Mike Sherwood, the first WVU quarterback to throw for 400 yards in a game when he did so against Pitt in 1968, was among the first to explain just how unique White is.

“He plays a game that none of the others have ever played here,” Sherwood said. “He’s one of the guys when you watch him play you kind of always think you’ve seen it all and then you see something else that he does. You are thinking, ‘How did he do that?’”

And there’s no reason that can’t happen in the NFL. Right now, of course, he’s fighting for his professional life, in a battle for the backup job to Chad Henne with Tyler Thigpen. What’s more, he enters that battle with many thinking he is a bust.

But do not count him out.

As it was in college, a challenge was laid down before him. If he could not change the NFL to his game, then he would make his game fit the NFL’s.

During the off-season, Patrick White added 20 pounds of hard, lean muscle. If he was going to fail, it wasn’t going to be because of something he could control like his physique.

And it wasn’t going to be because of his passing, either.

White always has been one to work on his weaknesses, to find a way to strengthen them. If you think of the quarterback who came into West Virginia as compared to the one who exited, you know just how much progress he made throwing the ball.

That it turns out Rich Rodriguez was not a genius in creating a throwing quarterback should be no surprise, so White went into “The League” with pronounced flaws that have taken a couple of years to get out of his game.

But now they are gone.

This was running back Ricky Williams’ assessment of White when camp began:

“Pat White, no question, is our most improved player. He’s a quarterback now.”

It’s now up to White to convince the coaching staff in Miami what he has convinced Ricky Williams to believe.

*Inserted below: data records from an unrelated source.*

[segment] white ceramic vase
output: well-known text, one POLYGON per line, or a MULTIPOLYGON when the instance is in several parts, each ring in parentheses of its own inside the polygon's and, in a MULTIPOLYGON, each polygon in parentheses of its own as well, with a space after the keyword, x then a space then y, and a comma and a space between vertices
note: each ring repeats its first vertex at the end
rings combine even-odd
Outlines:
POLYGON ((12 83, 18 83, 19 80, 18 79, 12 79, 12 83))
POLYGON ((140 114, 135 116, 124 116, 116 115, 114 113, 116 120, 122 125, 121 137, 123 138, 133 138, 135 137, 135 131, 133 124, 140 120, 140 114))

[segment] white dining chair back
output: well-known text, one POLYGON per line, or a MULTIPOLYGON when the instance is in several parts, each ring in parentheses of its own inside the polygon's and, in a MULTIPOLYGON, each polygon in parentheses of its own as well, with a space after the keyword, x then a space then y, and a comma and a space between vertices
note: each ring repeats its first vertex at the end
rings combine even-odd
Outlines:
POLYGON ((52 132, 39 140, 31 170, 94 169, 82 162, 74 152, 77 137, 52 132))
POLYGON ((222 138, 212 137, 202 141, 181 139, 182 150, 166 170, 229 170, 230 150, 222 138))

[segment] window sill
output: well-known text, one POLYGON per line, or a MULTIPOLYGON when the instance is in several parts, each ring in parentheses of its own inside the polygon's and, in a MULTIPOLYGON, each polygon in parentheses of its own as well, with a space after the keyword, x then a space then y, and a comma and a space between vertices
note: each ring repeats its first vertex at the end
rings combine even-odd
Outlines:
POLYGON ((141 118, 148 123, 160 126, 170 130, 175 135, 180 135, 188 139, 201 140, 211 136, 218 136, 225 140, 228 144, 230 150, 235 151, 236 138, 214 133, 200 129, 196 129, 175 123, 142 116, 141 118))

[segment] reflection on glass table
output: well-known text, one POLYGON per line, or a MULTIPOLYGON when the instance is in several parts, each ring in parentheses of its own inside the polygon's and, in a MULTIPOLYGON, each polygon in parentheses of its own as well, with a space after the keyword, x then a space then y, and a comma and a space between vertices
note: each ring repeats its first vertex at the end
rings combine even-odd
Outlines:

He should get ample opportunity, for no NFL team likes to believe it wasted a second-round draft selection.

But really, the most important thing is for White to get a chance to play more than sparingly, for the one thing he is best at is winning football games. He finds a way, given a chance ... and that is added for those who want to bring up the upset by Pitt for White was both injured and hamstrung by the play calling.

“That’s the ultimate measure at the end of the day,” former WVU quarterback Oliver Luck, now athletic director, said while White played here. “That’s all that matters. Statistics are nice and he certainly has put up some unbelievable numbers but the most impressive number is the number of wins he’s had as a quarterback.”

And that, in the end, is what they are looking for most in the NFL — wins.